We attempted to integrate the functions w–G and h–G into a three-dimensional coordinate system depending on the function (5), with the x- and y-axes representing the ratios of w and h to $r_{\mathrm{droplet}}$, and the z-axis representing $\Delta G^2$, as shown in Figure 9 Upon analysis, we observed that the highest point on the surface occurs when $w/r_{\mathrm{droplet}}$ is at its minimum and $h/r_{\mathrm{droplet}}$ is at its maximum. It is also evident that the rate of change of $\Delta G$ along the $h/r_{\mathrm{droplet}}$ axis is greater than the rate of change along the $w/r_{\mathrm{droplet}}$ axis. This observation suggests that designing the material to emphasize the height of the surface pillars is a more promising approach to increasing the hydrophobicity of the surface rather than focusing solely on adjusting the distance between the pillars. This approach not only adds depth to our research but also visualizes the intricate connection between surface parameters and the associated energy barriers, aiding with a comprehensive understanding of our study’s outcomes.

$$\Delta G^2(w,h)=\Delta G\left(w\right)·\Delta G\left(h\right)$$

(5)

Here, $\Delta G\left(w\right)=\mathrm{a}{w}^2+\mathrm{b}w+\mathrm{c}$, and $\Delta G\left(h\right)=\mathrm{d}{h}^2+\mathrm{e}h+\mathrm{f}$; a, b, c, d, e, and f are fitting parameters.

A unique aspect of our study is the ability to calculate the free energy barrier based solely on surface parameters. In previous research, surface experiments have typically been carried out to measure the contact angle of droplets on the surface, allowing an assessment of the hydrophilic or hydrophobic nature of the surface. In contrast, our study focuses on calculating the magnitude of the free energy barrier using only surface parameters, eliminating the need for experimental measurements. This provides significant convenience for material design, as it allows the direct determination of surface hydrophilicity or hydrophobicity based on the free energy barrier and without the need to perform experiments.

5. Conclusions

We performed coarse-grained molecular simulations to investigate the effects of droplets on solid surfaces with bio-inspired nanostructures with the aim of contributing to the advancement of solid-surface engineering. Our primary aim was to gain a deeper insight into the properties of these surfaces, focusing in particular on the nanostructure inspired by the compound eyes of mosquitoes, known as the mosquito eye structure. Through this investigation, we aimed to explore the influence of the physical properties of this nanostructure on the free energy barrier. Our results can be summarized as follows:

• The magnitude of the free energy barrier serves as an indicator of the hydrophilicity/hydrophobicity of the surface. In general, higher free energy barriers correspond to more hydrophobic surfaces, while lower free energy barriers correspond to more hydrophilic surfaces.
• When considering the physical properties alone without taking into account the surface chemistry, we observed that increasing the distance between the surface pillars results in a lower free energy barrier.
• Similarly, when considering only the physical properties and not the surface chemistry, we found that higher surface pillar heights lead to higher free energy barriers.
• The $w-\Delta G$ and $h-\Delta G$ curves obtained from our simulations provide predictive and evaluative capabilities for the free energy barrier of the surface. This allows us to predict and evaluate the hydrophilicity/hydrophobicity of the surface.

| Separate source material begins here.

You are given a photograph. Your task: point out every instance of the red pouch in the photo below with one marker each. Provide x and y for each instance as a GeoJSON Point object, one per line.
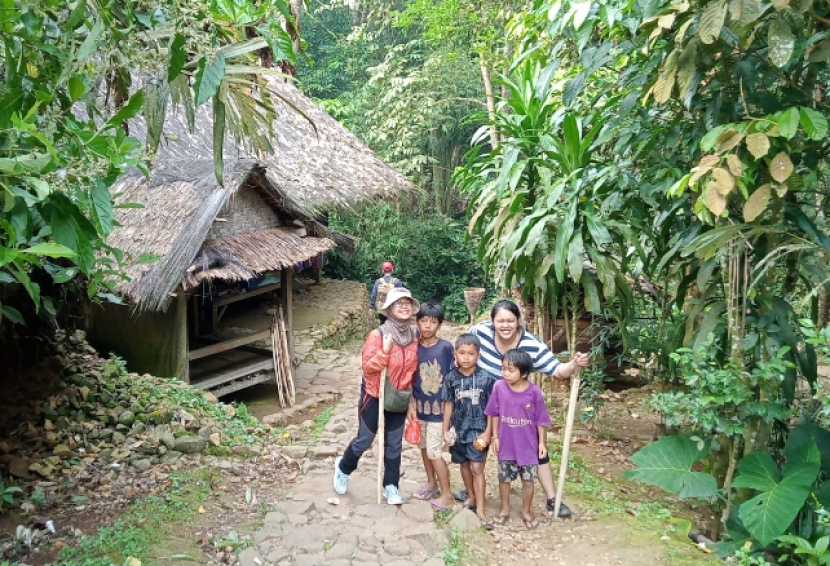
{"type": "Point", "coordinates": [412, 434]}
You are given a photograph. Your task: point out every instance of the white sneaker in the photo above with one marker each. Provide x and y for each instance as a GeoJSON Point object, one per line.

Our study provides valuable insights into the behavior of droplets hitting solid surfaces with bio-inspired nanostructures. By considering the physical properties of the nanostructure, we gain a better understanding of how these surfaces affect the free energy barrier. These findings have implications for the field of solid-surface engineering and offer potential applications in the design of surfaces with specific hydrophilic or hydrophobic properties.